1. At its meeting today, the Monetary Policy Committee (MPC) decided to maintain the policy rate at 22 percent. This decision takes into account the latest inflation outturn reflecting the continuing declining trend in inflation from its peak of 38 percent in May to 27.4 percent in August 2023. Even though global oil prices have risen recently and are being passed on to consumers through adjustment in administered energy prices, inflation is projected to remain on the downward trajectory, especially from the second half of this year. As such, real interest rates continue to remain in positive territory on a forward-looking basis. Moreover, the expected ease in supply constraints owing to better agriculture output and the recent administrative measures against speculative activity in the FX and commodity markets would also support the inflation outlook.
2. The MPC noted four key developments since its July meeting. First, agriculture outlook has improved, based on the latest data on cotton arrivals, better input conditions, and satellite data indicating healthy vegetation of other crops. Second, global oil prices have been rising and are now hovering over $90/barrel level. Third, as anticipated, the current account posted a deficit in July after remaining in surplus for the last four months, partly reflecting the impact of the recent ease in import restrictions. Finally, recent administrative and regulatory measures aimed at improving availability of essential food commodities and curbing illegal activities in the foreign exchange market have begun to yield results. This has helped in narrowing the gap between the interbank and open market exchange rates.
3. The MPC noted that it will continue to monitor the risks to the inflation outlook and, if required, it will take appropriate action to achieve the objective of price stability.
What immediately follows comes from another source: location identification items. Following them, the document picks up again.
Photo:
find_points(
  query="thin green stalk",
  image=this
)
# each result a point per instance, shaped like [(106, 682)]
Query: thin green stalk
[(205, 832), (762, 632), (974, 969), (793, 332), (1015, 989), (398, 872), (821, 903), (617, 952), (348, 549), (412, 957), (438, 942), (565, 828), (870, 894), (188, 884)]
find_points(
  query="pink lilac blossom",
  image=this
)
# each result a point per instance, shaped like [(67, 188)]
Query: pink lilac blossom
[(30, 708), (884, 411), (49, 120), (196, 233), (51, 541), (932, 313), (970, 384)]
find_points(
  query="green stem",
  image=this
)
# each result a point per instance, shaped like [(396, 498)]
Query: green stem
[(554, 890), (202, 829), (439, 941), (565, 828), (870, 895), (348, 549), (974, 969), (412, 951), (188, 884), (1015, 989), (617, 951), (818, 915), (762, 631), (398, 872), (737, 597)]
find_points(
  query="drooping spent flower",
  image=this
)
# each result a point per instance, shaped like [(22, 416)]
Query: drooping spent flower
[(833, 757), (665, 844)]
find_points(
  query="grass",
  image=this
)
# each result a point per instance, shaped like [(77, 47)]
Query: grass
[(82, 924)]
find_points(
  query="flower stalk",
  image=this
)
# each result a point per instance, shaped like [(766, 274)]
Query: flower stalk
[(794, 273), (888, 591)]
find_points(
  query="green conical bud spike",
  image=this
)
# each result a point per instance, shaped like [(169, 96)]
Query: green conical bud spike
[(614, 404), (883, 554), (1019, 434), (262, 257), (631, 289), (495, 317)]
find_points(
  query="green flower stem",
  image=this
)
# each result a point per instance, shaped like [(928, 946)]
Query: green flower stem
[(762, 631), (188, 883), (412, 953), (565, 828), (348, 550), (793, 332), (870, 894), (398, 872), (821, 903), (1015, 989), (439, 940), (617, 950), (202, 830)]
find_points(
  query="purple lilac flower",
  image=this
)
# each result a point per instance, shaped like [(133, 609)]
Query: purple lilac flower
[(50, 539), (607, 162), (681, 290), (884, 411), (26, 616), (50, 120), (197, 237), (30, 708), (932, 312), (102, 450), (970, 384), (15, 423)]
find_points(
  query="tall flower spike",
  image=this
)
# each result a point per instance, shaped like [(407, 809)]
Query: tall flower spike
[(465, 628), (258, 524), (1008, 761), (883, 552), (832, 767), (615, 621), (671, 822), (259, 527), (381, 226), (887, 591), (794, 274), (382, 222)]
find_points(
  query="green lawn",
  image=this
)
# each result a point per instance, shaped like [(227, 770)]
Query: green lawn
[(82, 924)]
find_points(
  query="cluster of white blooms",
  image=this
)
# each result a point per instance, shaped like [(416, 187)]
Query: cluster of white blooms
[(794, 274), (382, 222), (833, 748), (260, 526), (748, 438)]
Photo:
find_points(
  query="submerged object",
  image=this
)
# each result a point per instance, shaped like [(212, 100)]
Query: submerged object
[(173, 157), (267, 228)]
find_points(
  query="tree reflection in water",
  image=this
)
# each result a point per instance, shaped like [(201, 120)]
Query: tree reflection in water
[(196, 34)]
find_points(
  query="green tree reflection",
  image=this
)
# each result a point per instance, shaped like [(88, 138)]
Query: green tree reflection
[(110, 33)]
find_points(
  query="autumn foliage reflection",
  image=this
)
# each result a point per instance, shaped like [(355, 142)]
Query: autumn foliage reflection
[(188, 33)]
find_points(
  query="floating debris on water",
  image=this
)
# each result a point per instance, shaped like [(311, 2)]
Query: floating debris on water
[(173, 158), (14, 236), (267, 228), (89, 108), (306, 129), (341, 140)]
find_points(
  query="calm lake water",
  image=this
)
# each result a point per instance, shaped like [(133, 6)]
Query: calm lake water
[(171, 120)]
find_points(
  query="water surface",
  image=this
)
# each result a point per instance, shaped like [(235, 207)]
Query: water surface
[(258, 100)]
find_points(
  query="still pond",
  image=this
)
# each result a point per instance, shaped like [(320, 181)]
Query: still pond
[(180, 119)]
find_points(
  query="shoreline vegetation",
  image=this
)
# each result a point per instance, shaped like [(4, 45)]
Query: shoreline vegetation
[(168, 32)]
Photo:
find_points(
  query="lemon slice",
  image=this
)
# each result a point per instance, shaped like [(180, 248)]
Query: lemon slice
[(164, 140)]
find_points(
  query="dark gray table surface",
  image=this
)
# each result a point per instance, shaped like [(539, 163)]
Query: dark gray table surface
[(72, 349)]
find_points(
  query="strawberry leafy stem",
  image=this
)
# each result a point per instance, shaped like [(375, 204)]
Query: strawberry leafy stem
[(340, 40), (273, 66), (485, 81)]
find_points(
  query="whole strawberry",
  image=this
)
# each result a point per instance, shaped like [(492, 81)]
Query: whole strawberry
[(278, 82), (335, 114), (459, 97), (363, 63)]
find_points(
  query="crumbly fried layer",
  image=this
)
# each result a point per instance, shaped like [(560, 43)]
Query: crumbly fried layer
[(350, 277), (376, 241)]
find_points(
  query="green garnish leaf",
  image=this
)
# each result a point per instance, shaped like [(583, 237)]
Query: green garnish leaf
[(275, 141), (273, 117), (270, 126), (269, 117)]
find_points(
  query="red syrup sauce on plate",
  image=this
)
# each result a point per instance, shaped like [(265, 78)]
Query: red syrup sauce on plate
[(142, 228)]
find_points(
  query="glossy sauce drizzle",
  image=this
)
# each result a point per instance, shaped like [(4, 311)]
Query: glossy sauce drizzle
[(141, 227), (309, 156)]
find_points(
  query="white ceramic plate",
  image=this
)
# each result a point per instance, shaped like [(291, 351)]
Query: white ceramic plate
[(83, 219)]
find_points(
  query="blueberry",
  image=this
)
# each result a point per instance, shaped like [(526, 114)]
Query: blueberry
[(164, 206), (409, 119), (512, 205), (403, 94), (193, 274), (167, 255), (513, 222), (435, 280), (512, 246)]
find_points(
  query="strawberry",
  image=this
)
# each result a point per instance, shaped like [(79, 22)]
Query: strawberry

At the same time, the MPC also stressed on maintaining a prudent fiscal stance to keep aggregate demand in check. This is necessary to bring inflation down on a sustainable basis and to achieve the medium-term target of 5 – 7 percent by end-FY25.
4. The latest available high-frequency indicators depict some improvement in economic activity. There is moderate pick up in sales of key inputs, like POL, fertilizer and cement, along with slight increase in import volumes. At the same time, with better input conditions and latest updates, the MPC noted that the outlook of the agriculture sector has improved. Earlier concerns related to floods have subsided and cotton arrivals almost doubled from last year. Moreover, the Committee assessed that domestic demand will also remain contained due to the unfolding impact of monetary tightening and envisaged fiscal consolidation. These developments are broadly in line with the MPC’s earlier expectations about moderate growth this year.
5. The current account balance recorded a deficit of $809 million in July 2023 after posting surpluses in the preceding four months. This was largely in line with the earlier full-year current account projection for FY24, which already took into account the withdrawal of import prioritization guidelines and the resultant pickup in import volumes. Nonetheless, the MPC views that overall imports are expected to remain in check, supported by the favorable trend in non-oil commodity prices, moderate domestic demand and improved cotton production. Favorable rice prices and available surplus bode well for the export outlook. Moreover, the recent structural reforms related to exchange companies will strengthen their governance structure and improve market functioning. On balance, the Committee expects the current account deficit to remain in the earlier projected range for FY24.
6. In the initial two months of FY24, FBR’s revenues recorded a 27.2 percent increase over the same period last year. This improvement reflects the impact of both fiscal measures and some recovery in economic activity. The MPC views that achieving the targeted primary surplus of 0.4 percent of GDP is critical to support monetary policy in delivering on its objective of price stability. More importantly, attaining fiscal consolidation through broadening the tax base, providing targeted subsidies only to the most vulnerable, and reducing losses of public sector enterprises through privatization or reforms would help bring inflation down in the targeted range and achieve sustainable economic growth over the medium term.
Money and credit
7. Latest data as of September 1 shows that broad money (M2) growth has decelerated to 13.6 percent on y/y basis from 14.2 percent observed at end-June 2023, primarily driven by a significant slowdown in credit to the private sector. Similar to M2, growth in reserve money has also decelerated in FY24 so far. This trend mainly reflects the significant reduction in currency in circulation. Going forward, expected fiscal consolidation, realization of planned external inflows and uptick in economic activity would provide space for a moderate expansion in private sector credit this year.
8. National CPI inflation decelerated to 27.4 percent in August on y/y basis from 28.3 percent in July, with moderation in food inflation. However, the decline in inflation was lower than anticipated largely due to the surge in global oil prices and their pass-through to administered energy prices. Also, as per latest surveys, near-term inflation expectations of both consumers and businesses have reversed from their earlier declining trend. The Committee noted that these results partly reflect the impact of heightened uncertainty in the FX markets – particularly in the open market – at the time these surveys were conducted. In this context, the MPC noted the recent regulatory and law-enforcement measures will help address supply constraints in commodity and illegal activity in FX markets. These developments – along with improved agriculture outlook and tight monetary policy stance – will help ensure that inflation remains on the downward trajectory, especially from the second half of this year. The MPC also noted that inflation is likely to increase significantly in September mainly due to base effect and the adjustment in energy prices. It is expected that inflation will subsequently decline in October and maintain its downward trajectory from thereon.